Maurice Molitor voulut creuser la question de ces échanges et voulut savoir qui avait déjà été en France. Tout le monde. En Espagne ? Presque tout le monde. Il posa ensuite la question comment les jeunes envisageaient de se sentir en état de communauté avec une Union de pays dont ils n’en connaissaient que très peu.
Le député Aly Jaerling saisit la balle au vol, plaida pour une seule langue commune en Union européenne et exigea en même temps que le luxembourgeois soit reconnue comme 23e langue officielle de l’Union.

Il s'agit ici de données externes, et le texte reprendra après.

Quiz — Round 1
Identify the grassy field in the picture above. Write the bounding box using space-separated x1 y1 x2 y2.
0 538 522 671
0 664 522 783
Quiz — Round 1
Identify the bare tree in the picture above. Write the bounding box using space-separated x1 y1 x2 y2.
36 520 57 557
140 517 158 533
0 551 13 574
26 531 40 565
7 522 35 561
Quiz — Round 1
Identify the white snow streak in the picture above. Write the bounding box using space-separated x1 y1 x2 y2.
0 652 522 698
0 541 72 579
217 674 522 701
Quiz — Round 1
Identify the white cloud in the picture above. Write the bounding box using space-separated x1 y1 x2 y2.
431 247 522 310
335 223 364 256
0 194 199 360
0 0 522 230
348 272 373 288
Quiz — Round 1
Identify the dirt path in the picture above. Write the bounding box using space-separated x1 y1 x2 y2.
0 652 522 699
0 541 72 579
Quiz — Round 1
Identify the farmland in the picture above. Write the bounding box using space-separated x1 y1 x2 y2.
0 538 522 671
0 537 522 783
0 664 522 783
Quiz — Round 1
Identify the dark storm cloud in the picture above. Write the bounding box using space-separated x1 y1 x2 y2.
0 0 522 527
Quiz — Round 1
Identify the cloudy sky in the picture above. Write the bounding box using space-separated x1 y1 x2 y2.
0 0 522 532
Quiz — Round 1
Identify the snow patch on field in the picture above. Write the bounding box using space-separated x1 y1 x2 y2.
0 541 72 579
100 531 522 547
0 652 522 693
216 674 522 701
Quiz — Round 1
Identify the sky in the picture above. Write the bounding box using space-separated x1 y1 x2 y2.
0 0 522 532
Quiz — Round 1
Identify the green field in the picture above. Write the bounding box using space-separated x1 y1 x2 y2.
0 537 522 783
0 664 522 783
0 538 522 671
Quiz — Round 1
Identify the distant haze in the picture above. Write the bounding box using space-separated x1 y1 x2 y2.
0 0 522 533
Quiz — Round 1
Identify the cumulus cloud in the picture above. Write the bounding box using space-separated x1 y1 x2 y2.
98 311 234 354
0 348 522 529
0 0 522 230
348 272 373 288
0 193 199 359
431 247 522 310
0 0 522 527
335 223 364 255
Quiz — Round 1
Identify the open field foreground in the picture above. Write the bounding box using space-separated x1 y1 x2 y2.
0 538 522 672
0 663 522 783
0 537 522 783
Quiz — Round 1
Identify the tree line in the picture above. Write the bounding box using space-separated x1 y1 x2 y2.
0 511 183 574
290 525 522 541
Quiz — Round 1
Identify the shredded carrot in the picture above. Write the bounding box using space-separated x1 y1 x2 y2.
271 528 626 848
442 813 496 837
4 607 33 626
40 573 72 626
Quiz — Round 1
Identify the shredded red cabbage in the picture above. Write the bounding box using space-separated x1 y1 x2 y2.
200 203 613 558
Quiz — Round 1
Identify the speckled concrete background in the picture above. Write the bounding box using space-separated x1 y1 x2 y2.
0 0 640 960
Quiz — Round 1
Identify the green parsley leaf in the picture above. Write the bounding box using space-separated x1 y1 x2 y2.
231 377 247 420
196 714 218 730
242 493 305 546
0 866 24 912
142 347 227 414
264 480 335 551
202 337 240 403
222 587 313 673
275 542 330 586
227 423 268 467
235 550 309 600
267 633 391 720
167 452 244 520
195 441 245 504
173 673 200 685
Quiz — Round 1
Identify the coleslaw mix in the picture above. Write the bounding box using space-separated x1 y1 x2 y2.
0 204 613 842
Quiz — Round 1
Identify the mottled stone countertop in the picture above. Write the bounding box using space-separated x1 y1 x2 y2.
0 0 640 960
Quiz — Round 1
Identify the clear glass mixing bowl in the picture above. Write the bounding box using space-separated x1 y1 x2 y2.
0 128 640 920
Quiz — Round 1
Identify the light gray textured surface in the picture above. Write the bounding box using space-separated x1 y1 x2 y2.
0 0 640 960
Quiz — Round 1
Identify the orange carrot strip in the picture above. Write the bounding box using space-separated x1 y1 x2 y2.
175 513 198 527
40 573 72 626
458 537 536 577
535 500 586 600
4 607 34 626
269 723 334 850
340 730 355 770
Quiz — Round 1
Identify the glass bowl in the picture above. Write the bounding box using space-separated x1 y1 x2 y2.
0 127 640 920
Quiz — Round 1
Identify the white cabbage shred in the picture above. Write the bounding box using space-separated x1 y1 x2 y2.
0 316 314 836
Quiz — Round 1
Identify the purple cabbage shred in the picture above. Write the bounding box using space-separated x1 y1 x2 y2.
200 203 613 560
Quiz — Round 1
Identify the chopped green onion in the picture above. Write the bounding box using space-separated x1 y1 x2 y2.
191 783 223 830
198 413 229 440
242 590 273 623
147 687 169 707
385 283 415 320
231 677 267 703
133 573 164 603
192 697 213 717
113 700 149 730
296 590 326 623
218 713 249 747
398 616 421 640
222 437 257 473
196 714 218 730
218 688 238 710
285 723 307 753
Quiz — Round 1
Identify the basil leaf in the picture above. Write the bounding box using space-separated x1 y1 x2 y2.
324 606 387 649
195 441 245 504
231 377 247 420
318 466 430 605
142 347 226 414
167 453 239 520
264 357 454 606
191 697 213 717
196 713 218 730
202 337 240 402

Il fut contredit par Ben Fayot et Lydie Polfer, qui tous les deux défendirent le multilinguisme des Luxembourgeois comme un énorme atout tout en soulignant le respect – inscrit dans les traités - par l’Union de la diversité et des différentes identités culturelles et linguistiques.
Nombreuses furent pourtant les voix parmi les jeunes qui réclamaient que dans le contexte européen actuel, la langue luxembourgeoise soit plus enseignée à ceux qui viennent travailler au Luxembourg. "Quand nous pensons au Luxembourg, nous devons penser en termes nationaux, quand nous pensons à l’Union européenne, nous devons le faire en termes de communauté", dit une jeune fille pour aborder à sa manière une question qui ne trouva pas de réponse. Car pour les uns, le luxembourgeois est "la langue parlée de notre culture qui doit être parlée partout, sinon nous perdrons quelque chose de nous-mêmes". Pour les autres, " faire venir les frontaliers travailler chez nous nous oblige à parler leur langue".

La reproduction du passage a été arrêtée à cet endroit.